Carol Brian, a tiny, silver-haired woman with purple bangs, opened her arms wide. Lee Shapiro, a slim man in wire glasses, jeans and gray fleece jacket leapt up and lifted a knee in the air. The group duplicated each move, laughing heartily. Fun matters here.

Leventhal said fun spurs production of dopamine, a chemical messenger between nerve cells that enables smooth, coordinated movement. People with Parkinson's have abnormally low dopamine levels. A videotaped dance class won rave reviews at the International Congress on Parkinson's Disease in Berlin in 2005.

"People are having fun and chemically that is very important," one participant commented.

In Oakland, a photographer asked the group's permission to shoot from inside their circle.

"Sure, as long as you wear this nose," said a man brandishing a bright red rubber clown's nose. The group howled as he tucked it back into his pocket.

While seated, the students rolled up onto the balls of their feet. They kicked, pointed and flexed.

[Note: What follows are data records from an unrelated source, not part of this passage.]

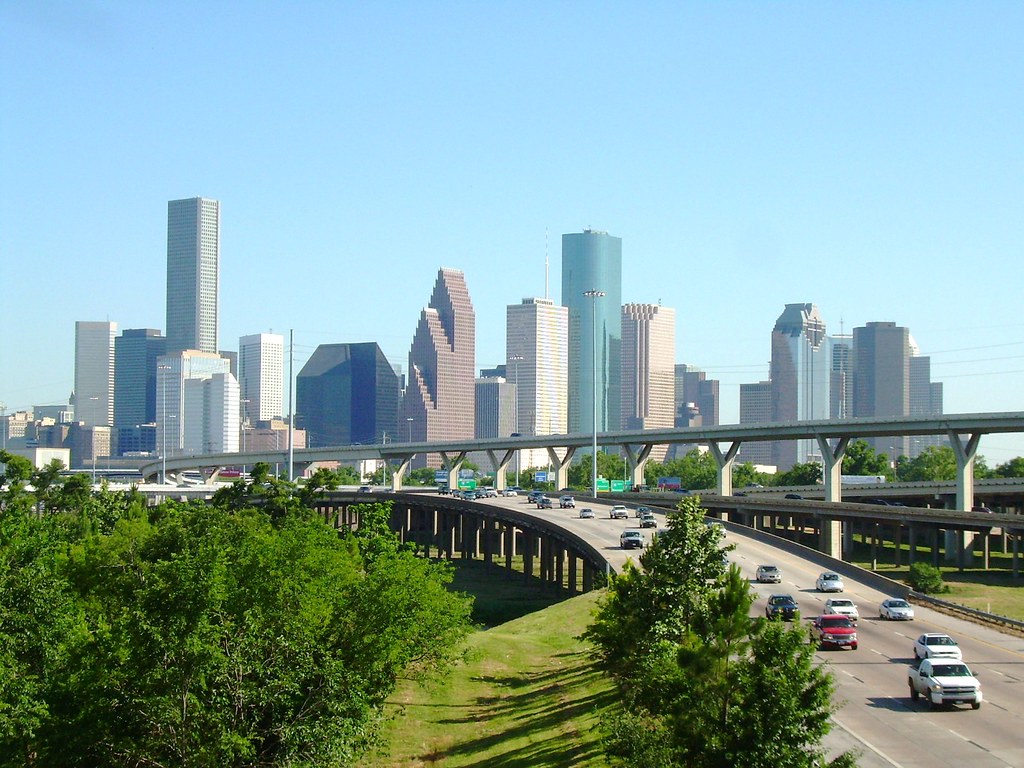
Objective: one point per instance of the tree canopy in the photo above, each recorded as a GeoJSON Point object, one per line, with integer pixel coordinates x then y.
{"type": "Point", "coordinates": [245, 632]}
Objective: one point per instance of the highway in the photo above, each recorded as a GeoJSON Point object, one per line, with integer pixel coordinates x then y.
{"type": "Point", "coordinates": [875, 715]}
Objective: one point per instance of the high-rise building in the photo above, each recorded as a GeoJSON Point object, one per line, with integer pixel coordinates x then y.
{"type": "Point", "coordinates": [755, 408]}
{"type": "Point", "coordinates": [693, 388]}
{"type": "Point", "coordinates": [801, 371]}
{"type": "Point", "coordinates": [882, 379]}
{"type": "Point", "coordinates": [439, 397]}
{"type": "Point", "coordinates": [211, 415]}
{"type": "Point", "coordinates": [495, 403]}
{"type": "Point", "coordinates": [261, 367]}
{"type": "Point", "coordinates": [135, 353]}
{"type": "Point", "coordinates": [193, 273]}
{"type": "Point", "coordinates": [536, 363]}
{"type": "Point", "coordinates": [175, 412]}
{"type": "Point", "coordinates": [94, 373]}
{"type": "Point", "coordinates": [841, 383]}
{"type": "Point", "coordinates": [648, 370]}
{"type": "Point", "coordinates": [592, 261]}
{"type": "Point", "coordinates": [348, 394]}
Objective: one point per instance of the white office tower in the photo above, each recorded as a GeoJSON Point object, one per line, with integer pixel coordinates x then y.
{"type": "Point", "coordinates": [193, 273]}
{"type": "Point", "coordinates": [648, 370]}
{"type": "Point", "coordinates": [261, 365]}
{"type": "Point", "coordinates": [94, 373]}
{"type": "Point", "coordinates": [211, 408]}
{"type": "Point", "coordinates": [178, 416]}
{"type": "Point", "coordinates": [537, 363]}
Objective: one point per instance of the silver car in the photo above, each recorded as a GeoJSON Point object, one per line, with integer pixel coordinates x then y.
{"type": "Point", "coordinates": [896, 609]}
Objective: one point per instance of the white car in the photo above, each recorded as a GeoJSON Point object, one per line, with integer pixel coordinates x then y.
{"type": "Point", "coordinates": [844, 606]}
{"type": "Point", "coordinates": [936, 645]}
{"type": "Point", "coordinates": [829, 582]}
{"type": "Point", "coordinates": [896, 609]}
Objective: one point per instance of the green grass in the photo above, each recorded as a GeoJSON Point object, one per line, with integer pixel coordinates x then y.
{"type": "Point", "coordinates": [527, 696]}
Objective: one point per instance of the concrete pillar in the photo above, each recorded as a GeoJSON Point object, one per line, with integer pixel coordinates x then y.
{"type": "Point", "coordinates": [724, 461]}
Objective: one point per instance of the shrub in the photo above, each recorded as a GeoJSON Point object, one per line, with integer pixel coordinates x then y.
{"type": "Point", "coordinates": [927, 579]}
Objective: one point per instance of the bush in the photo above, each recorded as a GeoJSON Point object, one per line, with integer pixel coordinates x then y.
{"type": "Point", "coordinates": [927, 579]}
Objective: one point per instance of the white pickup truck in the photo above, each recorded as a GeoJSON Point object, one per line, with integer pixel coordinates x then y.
{"type": "Point", "coordinates": [942, 682]}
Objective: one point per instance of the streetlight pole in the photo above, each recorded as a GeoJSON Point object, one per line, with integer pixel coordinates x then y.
{"type": "Point", "coordinates": [514, 359]}
{"type": "Point", "coordinates": [163, 423]}
{"type": "Point", "coordinates": [594, 295]}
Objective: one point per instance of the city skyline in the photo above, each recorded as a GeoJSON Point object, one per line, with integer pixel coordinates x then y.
{"type": "Point", "coordinates": [795, 168]}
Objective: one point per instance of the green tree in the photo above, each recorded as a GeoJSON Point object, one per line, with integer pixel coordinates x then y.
{"type": "Point", "coordinates": [860, 459]}
{"type": "Point", "coordinates": [1013, 468]}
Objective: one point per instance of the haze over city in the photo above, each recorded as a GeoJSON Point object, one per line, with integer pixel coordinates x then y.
{"type": "Point", "coordinates": [866, 159]}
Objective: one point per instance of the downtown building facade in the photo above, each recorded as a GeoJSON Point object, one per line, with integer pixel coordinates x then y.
{"type": "Point", "coordinates": [536, 363]}
{"type": "Point", "coordinates": [261, 377]}
{"type": "Point", "coordinates": [648, 373]}
{"type": "Point", "coordinates": [136, 351]}
{"type": "Point", "coordinates": [194, 416]}
{"type": "Point", "coordinates": [193, 273]}
{"type": "Point", "coordinates": [94, 373]}
{"type": "Point", "coordinates": [592, 280]}
{"type": "Point", "coordinates": [347, 394]}
{"type": "Point", "coordinates": [801, 373]}
{"type": "Point", "coordinates": [439, 399]}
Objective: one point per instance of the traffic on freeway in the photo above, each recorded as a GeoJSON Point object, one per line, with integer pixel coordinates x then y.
{"type": "Point", "coordinates": [876, 715]}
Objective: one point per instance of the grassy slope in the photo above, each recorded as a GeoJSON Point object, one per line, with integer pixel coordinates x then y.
{"type": "Point", "coordinates": [528, 695]}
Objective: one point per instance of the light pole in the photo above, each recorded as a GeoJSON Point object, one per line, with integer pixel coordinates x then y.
{"type": "Point", "coordinates": [163, 423]}
{"type": "Point", "coordinates": [594, 295]}
{"type": "Point", "coordinates": [514, 359]}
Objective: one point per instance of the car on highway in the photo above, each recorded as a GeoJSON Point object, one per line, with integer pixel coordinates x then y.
{"type": "Point", "coordinates": [782, 606]}
{"type": "Point", "coordinates": [896, 609]}
{"type": "Point", "coordinates": [631, 540]}
{"type": "Point", "coordinates": [936, 645]}
{"type": "Point", "coordinates": [844, 606]}
{"type": "Point", "coordinates": [829, 581]}
{"type": "Point", "coordinates": [834, 630]}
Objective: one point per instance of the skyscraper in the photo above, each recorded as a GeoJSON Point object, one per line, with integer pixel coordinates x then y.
{"type": "Point", "coordinates": [181, 420]}
{"type": "Point", "coordinates": [261, 365]}
{"type": "Point", "coordinates": [193, 273]}
{"type": "Point", "coordinates": [537, 344]}
{"type": "Point", "coordinates": [347, 394]}
{"type": "Point", "coordinates": [94, 373]}
{"type": "Point", "coordinates": [440, 393]}
{"type": "Point", "coordinates": [135, 354]}
{"type": "Point", "coordinates": [593, 261]}
{"type": "Point", "coordinates": [648, 370]}
{"type": "Point", "coordinates": [801, 371]}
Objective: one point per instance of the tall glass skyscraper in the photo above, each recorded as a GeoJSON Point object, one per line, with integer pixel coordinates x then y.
{"type": "Point", "coordinates": [593, 261]}
{"type": "Point", "coordinates": [193, 273]}
{"type": "Point", "coordinates": [801, 372]}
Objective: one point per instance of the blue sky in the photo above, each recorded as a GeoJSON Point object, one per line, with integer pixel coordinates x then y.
{"type": "Point", "coordinates": [864, 157]}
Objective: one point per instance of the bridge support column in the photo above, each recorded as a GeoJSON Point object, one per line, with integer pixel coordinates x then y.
{"type": "Point", "coordinates": [501, 467]}
{"type": "Point", "coordinates": [724, 460]}
{"type": "Point", "coordinates": [561, 467]}
{"type": "Point", "coordinates": [637, 460]}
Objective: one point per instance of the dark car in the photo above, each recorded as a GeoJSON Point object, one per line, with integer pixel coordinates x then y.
{"type": "Point", "coordinates": [782, 606]}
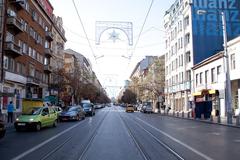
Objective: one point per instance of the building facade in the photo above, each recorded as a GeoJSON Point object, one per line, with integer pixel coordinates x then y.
{"type": "Point", "coordinates": [210, 76]}
{"type": "Point", "coordinates": [26, 51]}
{"type": "Point", "coordinates": [57, 59]}
{"type": "Point", "coordinates": [191, 38]}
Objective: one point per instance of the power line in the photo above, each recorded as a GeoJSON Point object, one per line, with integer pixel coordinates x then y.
{"type": "Point", "coordinates": [89, 44]}
{"type": "Point", "coordinates": [139, 35]}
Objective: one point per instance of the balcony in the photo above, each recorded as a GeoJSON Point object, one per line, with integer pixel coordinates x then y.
{"type": "Point", "coordinates": [14, 77]}
{"type": "Point", "coordinates": [48, 52]}
{"type": "Point", "coordinates": [47, 68]}
{"type": "Point", "coordinates": [13, 49]}
{"type": "Point", "coordinates": [14, 25]}
{"type": "Point", "coordinates": [20, 4]}
{"type": "Point", "coordinates": [49, 35]}
{"type": "Point", "coordinates": [33, 81]}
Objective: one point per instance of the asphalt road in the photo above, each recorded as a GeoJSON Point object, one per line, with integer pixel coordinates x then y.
{"type": "Point", "coordinates": [114, 134]}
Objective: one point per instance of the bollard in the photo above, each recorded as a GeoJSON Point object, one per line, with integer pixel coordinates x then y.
{"type": "Point", "coordinates": [219, 119]}
{"type": "Point", "coordinates": [211, 118]}
{"type": "Point", "coordinates": [237, 120]}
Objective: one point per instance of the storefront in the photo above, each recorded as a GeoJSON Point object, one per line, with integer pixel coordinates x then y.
{"type": "Point", "coordinates": [206, 103]}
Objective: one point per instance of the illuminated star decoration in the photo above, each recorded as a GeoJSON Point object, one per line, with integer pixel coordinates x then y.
{"type": "Point", "coordinates": [114, 36]}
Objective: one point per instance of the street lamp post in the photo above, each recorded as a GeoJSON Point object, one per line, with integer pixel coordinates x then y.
{"type": "Point", "coordinates": [228, 92]}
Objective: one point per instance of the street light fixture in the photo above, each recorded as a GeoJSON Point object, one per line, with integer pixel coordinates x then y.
{"type": "Point", "coordinates": [228, 92]}
{"type": "Point", "coordinates": [97, 57]}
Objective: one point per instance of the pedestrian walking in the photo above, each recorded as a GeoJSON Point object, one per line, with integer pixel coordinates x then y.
{"type": "Point", "coordinates": [10, 109]}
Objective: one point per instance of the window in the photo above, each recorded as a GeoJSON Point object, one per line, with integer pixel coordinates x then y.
{"type": "Point", "coordinates": [5, 62]}
{"type": "Point", "coordinates": [188, 75]}
{"type": "Point", "coordinates": [196, 79]}
{"type": "Point", "coordinates": [206, 76]}
{"type": "Point", "coordinates": [200, 80]}
{"type": "Point", "coordinates": [233, 62]}
{"type": "Point", "coordinates": [186, 21]}
{"type": "Point", "coordinates": [180, 26]}
{"type": "Point", "coordinates": [47, 44]}
{"type": "Point", "coordinates": [31, 70]}
{"type": "Point", "coordinates": [219, 70]}
{"type": "Point", "coordinates": [23, 71]}
{"type": "Point", "coordinates": [34, 16]}
{"type": "Point", "coordinates": [187, 38]}
{"type": "Point", "coordinates": [30, 51]}
{"type": "Point", "coordinates": [188, 57]}
{"type": "Point", "coordinates": [24, 48]}
{"type": "Point", "coordinates": [181, 60]}
{"type": "Point", "coordinates": [213, 75]}
{"type": "Point", "coordinates": [181, 42]}
{"type": "Point", "coordinates": [34, 54]}
{"type": "Point", "coordinates": [27, 6]}
{"type": "Point", "coordinates": [18, 67]}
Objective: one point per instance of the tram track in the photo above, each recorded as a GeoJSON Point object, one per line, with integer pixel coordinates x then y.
{"type": "Point", "coordinates": [140, 146]}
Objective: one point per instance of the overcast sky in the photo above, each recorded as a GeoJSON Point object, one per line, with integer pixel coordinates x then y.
{"type": "Point", "coordinates": [111, 67]}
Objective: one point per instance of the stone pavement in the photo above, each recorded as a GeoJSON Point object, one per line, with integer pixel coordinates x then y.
{"type": "Point", "coordinates": [212, 120]}
{"type": "Point", "coordinates": [3, 117]}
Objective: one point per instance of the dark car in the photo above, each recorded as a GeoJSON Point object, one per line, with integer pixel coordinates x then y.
{"type": "Point", "coordinates": [147, 107]}
{"type": "Point", "coordinates": [58, 110]}
{"type": "Point", "coordinates": [72, 113]}
{"type": "Point", "coordinates": [88, 108]}
{"type": "Point", "coordinates": [2, 129]}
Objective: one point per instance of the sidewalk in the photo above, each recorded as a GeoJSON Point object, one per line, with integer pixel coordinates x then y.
{"type": "Point", "coordinates": [3, 117]}
{"type": "Point", "coordinates": [213, 120]}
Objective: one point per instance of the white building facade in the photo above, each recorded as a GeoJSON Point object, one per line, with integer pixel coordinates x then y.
{"type": "Point", "coordinates": [210, 75]}
{"type": "Point", "coordinates": [190, 39]}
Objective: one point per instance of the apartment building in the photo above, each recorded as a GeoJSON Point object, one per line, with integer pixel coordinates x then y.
{"type": "Point", "coordinates": [210, 78]}
{"type": "Point", "coordinates": [190, 38]}
{"type": "Point", "coordinates": [84, 66]}
{"type": "Point", "coordinates": [57, 59]}
{"type": "Point", "coordinates": [27, 38]}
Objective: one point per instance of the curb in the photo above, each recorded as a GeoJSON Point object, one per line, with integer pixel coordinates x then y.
{"type": "Point", "coordinates": [203, 121]}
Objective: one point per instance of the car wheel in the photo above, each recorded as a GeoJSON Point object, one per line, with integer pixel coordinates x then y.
{"type": "Point", "coordinates": [38, 127]}
{"type": "Point", "coordinates": [83, 117]}
{"type": "Point", "coordinates": [55, 123]}
{"type": "Point", "coordinates": [17, 129]}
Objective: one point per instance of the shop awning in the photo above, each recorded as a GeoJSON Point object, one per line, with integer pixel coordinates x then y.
{"type": "Point", "coordinates": [213, 91]}
{"type": "Point", "coordinates": [199, 93]}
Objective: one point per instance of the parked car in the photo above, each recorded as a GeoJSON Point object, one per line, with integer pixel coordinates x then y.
{"type": "Point", "coordinates": [130, 108]}
{"type": "Point", "coordinates": [98, 106]}
{"type": "Point", "coordinates": [88, 108]}
{"type": "Point", "coordinates": [2, 129]}
{"type": "Point", "coordinates": [72, 113]}
{"type": "Point", "coordinates": [38, 118]}
{"type": "Point", "coordinates": [139, 107]}
{"type": "Point", "coordinates": [58, 110]}
{"type": "Point", "coordinates": [147, 107]}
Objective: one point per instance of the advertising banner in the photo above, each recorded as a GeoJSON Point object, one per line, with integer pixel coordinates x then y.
{"type": "Point", "coordinates": [207, 27]}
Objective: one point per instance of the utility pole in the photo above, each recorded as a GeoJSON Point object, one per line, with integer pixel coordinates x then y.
{"type": "Point", "coordinates": [228, 92]}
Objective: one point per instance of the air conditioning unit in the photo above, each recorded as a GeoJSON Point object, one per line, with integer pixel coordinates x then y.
{"type": "Point", "coordinates": [21, 1]}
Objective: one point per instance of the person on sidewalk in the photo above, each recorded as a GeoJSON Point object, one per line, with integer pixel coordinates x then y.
{"type": "Point", "coordinates": [10, 109]}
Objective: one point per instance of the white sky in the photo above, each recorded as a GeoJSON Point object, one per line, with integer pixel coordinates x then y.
{"type": "Point", "coordinates": [112, 69]}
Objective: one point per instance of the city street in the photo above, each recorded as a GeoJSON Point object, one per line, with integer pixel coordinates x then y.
{"type": "Point", "coordinates": [114, 134]}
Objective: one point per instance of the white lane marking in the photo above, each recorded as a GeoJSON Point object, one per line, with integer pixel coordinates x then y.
{"type": "Point", "coordinates": [237, 140]}
{"type": "Point", "coordinates": [178, 141]}
{"type": "Point", "coordinates": [215, 133]}
{"type": "Point", "coordinates": [45, 142]}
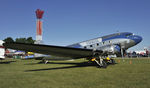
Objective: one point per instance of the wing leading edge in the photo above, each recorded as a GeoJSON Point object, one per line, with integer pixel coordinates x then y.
{"type": "Point", "coordinates": [52, 50]}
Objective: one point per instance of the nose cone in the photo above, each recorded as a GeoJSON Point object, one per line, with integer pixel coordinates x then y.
{"type": "Point", "coordinates": [137, 39]}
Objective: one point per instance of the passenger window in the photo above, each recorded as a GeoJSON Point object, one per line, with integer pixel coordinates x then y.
{"type": "Point", "coordinates": [97, 44]}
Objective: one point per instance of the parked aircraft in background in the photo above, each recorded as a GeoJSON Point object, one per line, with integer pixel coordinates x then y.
{"type": "Point", "coordinates": [2, 50]}
{"type": "Point", "coordinates": [93, 49]}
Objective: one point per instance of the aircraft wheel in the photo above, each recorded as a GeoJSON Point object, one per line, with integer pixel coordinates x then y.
{"type": "Point", "coordinates": [112, 61]}
{"type": "Point", "coordinates": [104, 64]}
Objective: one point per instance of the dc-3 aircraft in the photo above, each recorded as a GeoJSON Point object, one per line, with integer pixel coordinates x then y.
{"type": "Point", "coordinates": [93, 50]}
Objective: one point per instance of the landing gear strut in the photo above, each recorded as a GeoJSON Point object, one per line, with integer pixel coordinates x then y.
{"type": "Point", "coordinates": [100, 62]}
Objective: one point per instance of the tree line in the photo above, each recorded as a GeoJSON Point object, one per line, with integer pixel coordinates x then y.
{"type": "Point", "coordinates": [19, 40]}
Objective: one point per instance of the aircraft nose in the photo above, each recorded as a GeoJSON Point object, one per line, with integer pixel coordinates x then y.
{"type": "Point", "coordinates": [137, 39]}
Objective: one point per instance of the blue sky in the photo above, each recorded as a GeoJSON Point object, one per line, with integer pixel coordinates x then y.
{"type": "Point", "coordinates": [70, 21]}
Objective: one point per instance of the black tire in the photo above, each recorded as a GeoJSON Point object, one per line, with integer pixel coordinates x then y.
{"type": "Point", "coordinates": [112, 61]}
{"type": "Point", "coordinates": [104, 64]}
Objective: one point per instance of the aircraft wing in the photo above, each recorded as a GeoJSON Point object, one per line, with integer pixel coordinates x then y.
{"type": "Point", "coordinates": [52, 50]}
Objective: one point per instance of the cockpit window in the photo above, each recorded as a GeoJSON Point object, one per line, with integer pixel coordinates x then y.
{"type": "Point", "coordinates": [127, 35]}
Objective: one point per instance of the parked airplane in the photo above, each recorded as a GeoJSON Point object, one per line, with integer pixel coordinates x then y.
{"type": "Point", "coordinates": [93, 50]}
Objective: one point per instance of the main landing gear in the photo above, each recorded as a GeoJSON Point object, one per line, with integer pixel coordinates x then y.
{"type": "Point", "coordinates": [103, 62]}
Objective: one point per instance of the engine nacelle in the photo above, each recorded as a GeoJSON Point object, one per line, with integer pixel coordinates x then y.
{"type": "Point", "coordinates": [111, 49]}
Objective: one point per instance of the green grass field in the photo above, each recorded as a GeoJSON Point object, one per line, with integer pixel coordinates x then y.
{"type": "Point", "coordinates": [131, 73]}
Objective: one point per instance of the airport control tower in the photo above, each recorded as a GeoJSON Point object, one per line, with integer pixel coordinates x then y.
{"type": "Point", "coordinates": [39, 15]}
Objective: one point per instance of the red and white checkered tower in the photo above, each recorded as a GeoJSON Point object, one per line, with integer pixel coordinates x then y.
{"type": "Point", "coordinates": [39, 15]}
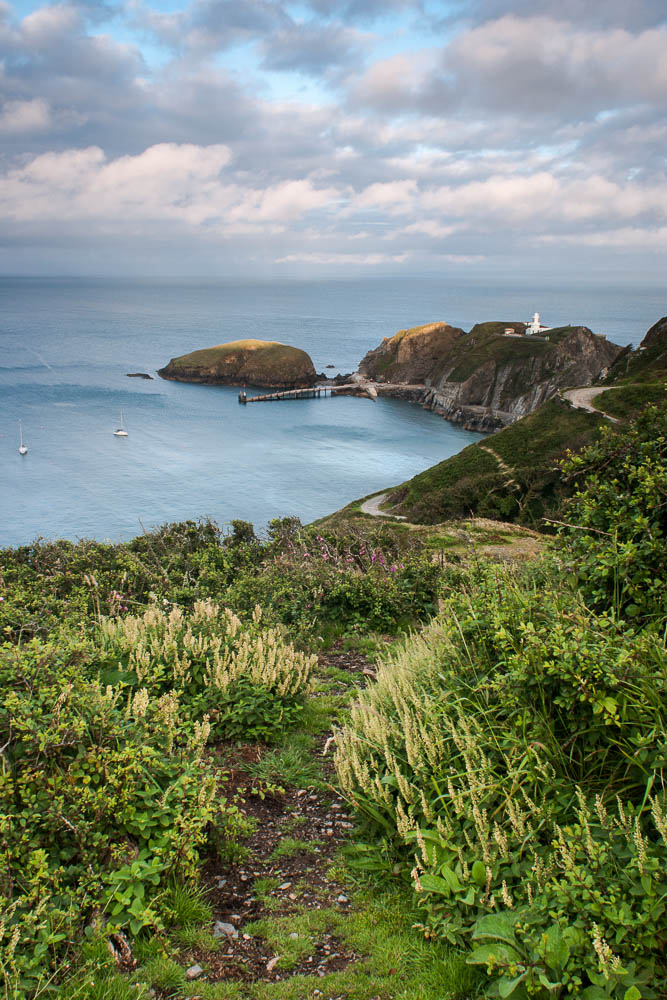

"This wakes up those nerves and can help you balance," Leventhal said.

Toward the end of the class, the students stood. A man who had sat squarely now listed to one side. Another bent forward. Some struggled for balance as they took a step. They bent deeply and swung from side to side as pianist Lucy Hudson played "The Waltz of the Flowers."

"You really want to be down low, like speed skating," Higenbotham told them. "Make little fists that are like pendulums."

They joined hands for a circle dance as Hudson played "Never On Sunday." At the end, they sent a pulse around the circle with a squeeze of hands.

Student Martin Baron describes himself as "one of the stiffest people in the world." The class makes him feel "more musical, more loose," he said.

"I love it," said Brian, 60, a jeweler who has had Parkinson's for 10 years, the past eight months of which have brought exhaustion, stiffness and memory problems.

"I get really teary and emotional. It's so upbeat ... the music and the people. Everyone knows what everyone has."

A debilitating illness, Parkinson's can restrict a person's human contacts to doctors and therapists.

"This counteracts that isolation," Leventhal said. "It builds community."

Like the company's dancers, the students seek to move with focus, intention and commitment, Leventhal said.

"They want structure," he said. "They want form. That's the only way they can initiate movement."